Samtools (and HTSlib and BCFtools) version 1.12 is now available from
GitHub and SourceForge.

https://sourceforge.net/projects/samtools/
https://github.com/samtools/htslib/releases/tag/1.12
https://github.com/samtools/samtools/releases/tag/1.12
https://github.com/samtools/bcftools/releases/tag/1.12

The main changes are listed below:

------------------------------------------------------------------------------
htslib - changes v1.12
------------------------------------------------------------------------------

Features and Updates
--------------------

* Added experimental CRAM 3.1 and 4.0 support. (#929)
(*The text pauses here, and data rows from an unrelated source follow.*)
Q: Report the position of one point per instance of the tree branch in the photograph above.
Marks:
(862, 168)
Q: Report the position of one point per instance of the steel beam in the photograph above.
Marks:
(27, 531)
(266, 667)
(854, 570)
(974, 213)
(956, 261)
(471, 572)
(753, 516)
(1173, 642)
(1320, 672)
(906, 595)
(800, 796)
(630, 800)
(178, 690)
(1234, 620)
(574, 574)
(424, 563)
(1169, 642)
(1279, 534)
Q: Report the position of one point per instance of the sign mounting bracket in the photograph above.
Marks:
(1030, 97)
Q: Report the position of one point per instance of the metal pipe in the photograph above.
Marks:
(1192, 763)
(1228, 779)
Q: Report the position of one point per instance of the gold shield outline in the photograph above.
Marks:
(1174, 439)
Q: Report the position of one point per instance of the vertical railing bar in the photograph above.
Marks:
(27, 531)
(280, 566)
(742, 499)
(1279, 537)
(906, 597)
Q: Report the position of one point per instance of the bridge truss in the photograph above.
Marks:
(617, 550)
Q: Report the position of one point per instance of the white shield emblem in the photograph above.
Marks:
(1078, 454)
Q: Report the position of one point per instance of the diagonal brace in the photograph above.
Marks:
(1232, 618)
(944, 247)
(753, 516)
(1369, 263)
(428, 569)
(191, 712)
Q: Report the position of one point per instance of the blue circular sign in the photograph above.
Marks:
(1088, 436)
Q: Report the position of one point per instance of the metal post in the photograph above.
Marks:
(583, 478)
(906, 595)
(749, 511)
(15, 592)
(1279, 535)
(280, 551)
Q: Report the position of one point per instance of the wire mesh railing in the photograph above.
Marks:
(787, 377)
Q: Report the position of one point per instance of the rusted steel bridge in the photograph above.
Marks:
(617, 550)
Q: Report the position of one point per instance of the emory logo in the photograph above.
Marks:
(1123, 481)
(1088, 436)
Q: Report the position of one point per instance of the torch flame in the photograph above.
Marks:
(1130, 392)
  These should not be used for long term data storage as the specification
  still needs to be ratified by GA4GH and may be subject to changes in format.
  (This is highly likely for 4.0).  However it may be tested using:

    test/test_view -t ref.fa -C -o version=3.1 in.bam -p out31.cram

  For smaller but slower files, try varying the compression profile with an
  additional "-o small".  Profile choices are fast, normal, small and archive,
  and can be applied to all CRAM versions.

* Added a general filtering syntax for alignment records in SAM/BAM/CRAM
  readers. (#1181, #1203)

  An example to find chromosome spanning read-pairs with high mapping quality:
   'mqual >= 30 && mrname != rname'

  To find significant sized deletions: 'cigar =~ "[0-9]{2}D"' or
  'rlen - qlen > 10'.

 To report duplicates that aren't part of a "proper pair":
   'flag.dup && !flag.proper_pair'

 More details are in the samtools.1 man page under "FILTER EXPRESSIONS".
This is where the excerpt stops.